I was never the Jay Gatsby of my friend group; I let the other guys plan shit and I just showed up and did my thing. That's not the best approach for everyone, and the guys who put forth the most effort — planning the parties, pre games, etc — definitely did well for themselves, but no method is fool proof. It did, however, make them the primary contact for a lot of girls and that has its advantages.
If you want to be “that guy” in your house you have to be the first to the game and start establishing yourself as the social chair of your off-campus pad. If you don’t think you’re up for that (because it sounds exhausting) and you’re not a goddamn eyesore, let someone else do it and just attend the pre-games. Trust me when I tell you that chicks won’t give a shit if you planned it or not.
Q: Last spring I got my now ex-gf (crazy bitch) pregnant. The relationship spiraled out of control with threats of keeping the child, lying about getting the abortion, threats of suicide… the works. Put me through the most traumatizing period of my life. Since then, I'll bring a slam back to my place after a night out and just…I just don't want to do it. I've banged out chicks since then but the anxiety is just too much and nearly end up having a panic attack. What in the fuck do I do?
A: I think it’s clear that you’re still fucked in the head from the ‘nancy-scare and the subsequent anguish that bitch put you through. It’s going to take time to wipe that out of your mind.
But look on the bright side; even though she made your life hell, you still got out of the situation pretty unharmed. Mentally you’re a little twisted, but your life is otherwise the same.

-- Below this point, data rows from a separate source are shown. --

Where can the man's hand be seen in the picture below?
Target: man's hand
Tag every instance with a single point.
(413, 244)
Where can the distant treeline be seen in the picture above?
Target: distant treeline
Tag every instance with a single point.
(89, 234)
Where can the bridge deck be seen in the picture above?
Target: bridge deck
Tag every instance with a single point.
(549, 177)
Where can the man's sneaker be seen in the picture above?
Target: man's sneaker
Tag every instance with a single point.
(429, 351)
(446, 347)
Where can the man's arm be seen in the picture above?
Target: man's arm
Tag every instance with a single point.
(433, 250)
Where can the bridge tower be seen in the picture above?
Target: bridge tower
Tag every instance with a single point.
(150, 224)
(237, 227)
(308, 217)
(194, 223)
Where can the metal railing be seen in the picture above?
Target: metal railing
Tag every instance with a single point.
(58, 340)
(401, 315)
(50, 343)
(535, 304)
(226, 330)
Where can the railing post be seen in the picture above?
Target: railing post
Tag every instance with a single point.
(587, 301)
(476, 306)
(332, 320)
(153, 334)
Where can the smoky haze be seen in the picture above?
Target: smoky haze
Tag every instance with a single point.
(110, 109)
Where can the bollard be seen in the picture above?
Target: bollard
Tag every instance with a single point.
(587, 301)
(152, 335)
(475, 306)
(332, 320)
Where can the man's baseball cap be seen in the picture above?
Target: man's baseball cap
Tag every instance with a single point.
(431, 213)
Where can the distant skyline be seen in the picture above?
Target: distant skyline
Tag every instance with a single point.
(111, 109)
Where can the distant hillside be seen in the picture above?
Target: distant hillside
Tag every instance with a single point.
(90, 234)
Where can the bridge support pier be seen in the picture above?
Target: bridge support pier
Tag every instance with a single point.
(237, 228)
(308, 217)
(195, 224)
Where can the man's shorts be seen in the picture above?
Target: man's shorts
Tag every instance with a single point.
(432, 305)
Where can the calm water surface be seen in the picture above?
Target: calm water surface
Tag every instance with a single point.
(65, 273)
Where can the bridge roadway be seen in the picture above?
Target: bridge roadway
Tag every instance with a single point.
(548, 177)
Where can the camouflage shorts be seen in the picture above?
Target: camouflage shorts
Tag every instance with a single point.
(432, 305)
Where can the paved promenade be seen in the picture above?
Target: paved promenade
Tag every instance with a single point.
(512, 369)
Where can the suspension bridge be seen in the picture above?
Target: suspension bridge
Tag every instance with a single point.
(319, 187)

It’s like getting a curable STD, it puts everything into perspective, teaches you a lesson to not be a reckless moron, and for a while it dissuades you from firing raw batter into chicks.
My advice is don’t panic, use condoms lathered in spermicide, and if you’re really paranoid about getting another chick pregnant, always pull out.
Q: First off, I'm not a bro. I'm girl but I religiously read BroBible almost everyday. My question is: do guys like girls with tattoos? I have a few, nothing trashy like a tramp stamp or a rose on my ankle but whenever a guy see's one of them in particular (it's on my back get your mind out of the gutter) I always get something along the lines of “woah, that's huge!” or “that's badass” and I feel like they're almost intimidated by it. SO, girls with tattoos? yes? no?
A: I don't necessarily find it intimidating, and I think some chicks look hot as all hell with tats (even a sleeve). However, there is a big BUT that accompanies that statement. Tats have a negative stigma attached to them and if yours are FRIGGGGGIN' HUGE it might require a certain guy to finally settle down with you. That's Judging a Book by Its Cover 101, but a fact of life nonetheless.
A few years back, I dated a girl with one full sleeve and like 7 other tats on her body (I was going through a phase, fuck you for judgment) and as hot as she was I couldn't get past the trashiness factor. It was fun while it lasted and other dudes were always commenting how they loved her ink, yanking up their sleeves to show of some ill-conceived shamrock shoulder tat, but it was not sustainable. I didn't care about other guys hitting on her as much as I cared about how she'd look in the future and how permanent that sleeve and her other in-plain-sight tats were. But luckily for you dudes do find ink hot and every guy isn't me.
Q: Hey man, I know it isn't your typical bro topic of discussion, but do you have any recommendations for books that would be fit for a typical bro? Anything funny, inspirational, or whatever else you yourself would admit to enjoy reading?
A: I recently read Gone Girl, which was a fucked up story but also really good and before that I read I Suck at Girls by Justin Halpern (Shit My Dad Says), which was decent if you're brain dead but you also like to read. I'm actually looking for a new book if anyone has any suggestions. No biographies, please.